Bruyamment, elle déposa son plateau-repas sur la table, faisant sursauter le solitaire. Elle le surplombait de sa taille, le regardant en haussant un sourcil, hautaine. Les yeux émeraude du garçon s'encrèrent dans ses prunelles argent, et la douleur qu'elle aperçut déchira ses intentions en millions de petits morceaux. En une seconde, tout en elle changea et elle ne le voyait plus de la même manière. Ses traits s'adoucirent, son poing se desserra. Elle ouvrit la bouche mais aucun son ne sortit.

La brune se questionna un instant, se demandant ce que ce regard pouvait exprimer. De la tristesse ? Pourquoi donc, se questionna-t-elle.

Et plus étonnant encore, elle réalisa que cette observation ne la laissait pas de marbre.

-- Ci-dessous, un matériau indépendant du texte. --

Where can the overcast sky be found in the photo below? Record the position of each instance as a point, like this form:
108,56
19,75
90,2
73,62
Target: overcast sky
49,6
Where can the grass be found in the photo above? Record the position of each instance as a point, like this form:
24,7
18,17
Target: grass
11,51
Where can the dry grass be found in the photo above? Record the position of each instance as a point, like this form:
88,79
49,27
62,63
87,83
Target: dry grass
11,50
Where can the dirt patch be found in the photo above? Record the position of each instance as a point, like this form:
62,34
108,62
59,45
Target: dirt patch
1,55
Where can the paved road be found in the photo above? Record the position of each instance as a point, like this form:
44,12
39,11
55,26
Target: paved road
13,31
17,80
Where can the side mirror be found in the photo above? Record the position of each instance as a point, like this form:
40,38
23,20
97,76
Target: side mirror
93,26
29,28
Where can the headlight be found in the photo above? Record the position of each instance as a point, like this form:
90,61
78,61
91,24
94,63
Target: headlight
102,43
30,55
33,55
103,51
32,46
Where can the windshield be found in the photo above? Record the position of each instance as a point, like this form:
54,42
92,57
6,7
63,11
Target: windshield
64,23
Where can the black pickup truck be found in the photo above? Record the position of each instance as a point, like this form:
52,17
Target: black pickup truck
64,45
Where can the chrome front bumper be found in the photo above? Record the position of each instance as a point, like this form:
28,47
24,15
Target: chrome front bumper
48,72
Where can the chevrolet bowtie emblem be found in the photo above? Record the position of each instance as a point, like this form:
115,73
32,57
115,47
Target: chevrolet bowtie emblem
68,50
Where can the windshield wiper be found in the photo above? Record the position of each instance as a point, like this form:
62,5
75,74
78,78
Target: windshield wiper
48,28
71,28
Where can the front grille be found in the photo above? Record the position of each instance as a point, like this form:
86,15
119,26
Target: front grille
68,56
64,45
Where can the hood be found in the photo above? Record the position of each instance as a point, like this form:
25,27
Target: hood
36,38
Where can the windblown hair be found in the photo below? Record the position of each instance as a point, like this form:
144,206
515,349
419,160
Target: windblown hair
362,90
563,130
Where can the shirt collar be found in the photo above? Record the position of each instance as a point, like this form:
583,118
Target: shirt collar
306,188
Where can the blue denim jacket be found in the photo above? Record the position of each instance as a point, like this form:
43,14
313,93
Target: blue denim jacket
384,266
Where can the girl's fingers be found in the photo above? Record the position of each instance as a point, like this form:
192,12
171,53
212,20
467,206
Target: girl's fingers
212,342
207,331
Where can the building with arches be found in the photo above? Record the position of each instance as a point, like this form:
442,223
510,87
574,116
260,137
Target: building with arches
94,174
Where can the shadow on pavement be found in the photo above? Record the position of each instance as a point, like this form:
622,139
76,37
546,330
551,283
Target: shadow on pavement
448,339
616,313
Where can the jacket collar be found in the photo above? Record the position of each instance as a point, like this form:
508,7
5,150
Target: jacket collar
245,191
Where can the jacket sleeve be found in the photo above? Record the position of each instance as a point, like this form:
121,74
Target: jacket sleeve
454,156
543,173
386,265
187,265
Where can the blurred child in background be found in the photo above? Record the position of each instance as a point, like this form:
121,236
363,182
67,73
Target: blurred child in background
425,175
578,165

Elle ressentit un coup de poignard en plein cœur. Encore un sentiment étrange pour la brune. Elle se disait que c'était surement de la colère, comme hier, parce qu'il était malheureux pour rien. Qu'il pleurait, qu'elle ne supporte pas ces émotions négatives.

– Pourquoi tu ne manges pas ? finit-elle par débiter, d'un ton plus sévère qu'espéré.

Edward baissa son regard vers sa table, vide, haussant simplement les épaules. Mis à part le fait qu'il triturait ses mains sous la table (chose qu'Bella ne pouvait voir), tout son corps restait immobile.

Bella resta muette, à présent physiquement incapable de lui révéler qu'elle ne voulait pas travailler avec lui, sans pour autant en comprendre la raison.

A la place, d'autres mots inattendus sortirent de sa bouche.

– Tu as déjà réfléchi à un sujet ?

Comme si elle avait toujours voulu lui demander ça.

Edward fronça subtilement les sourcils avant de relever ses deux émeraudes. Il déglutit difficilement avant de formuler une réponse réfléchie.

– Je… commença-t-il, la voix rauque. Il se racla la gorge. Je pensais à faire à propos du Jazz. L'évolution du Jazz aux Etats-Unis.

Bella était surprise face à cette proposition mais surtout par son changement brutal d'expression. Elle pouvait y voir une lueur nouvelle, de l'excitation. Elle comprit alors que ce sujet lui tenait à cœur, et elle fut encore plus surprise d'apprendre qu'ils avaient un point en commun.

– Tu aimes le jazz ?

Il hocha doucement la tête.

– Si ça ne te plait pas, on peut faire sur le sujet que tu veux je… il baissa à nouveau les yeux, continuant de se tordre les mains. Ce n'est rien.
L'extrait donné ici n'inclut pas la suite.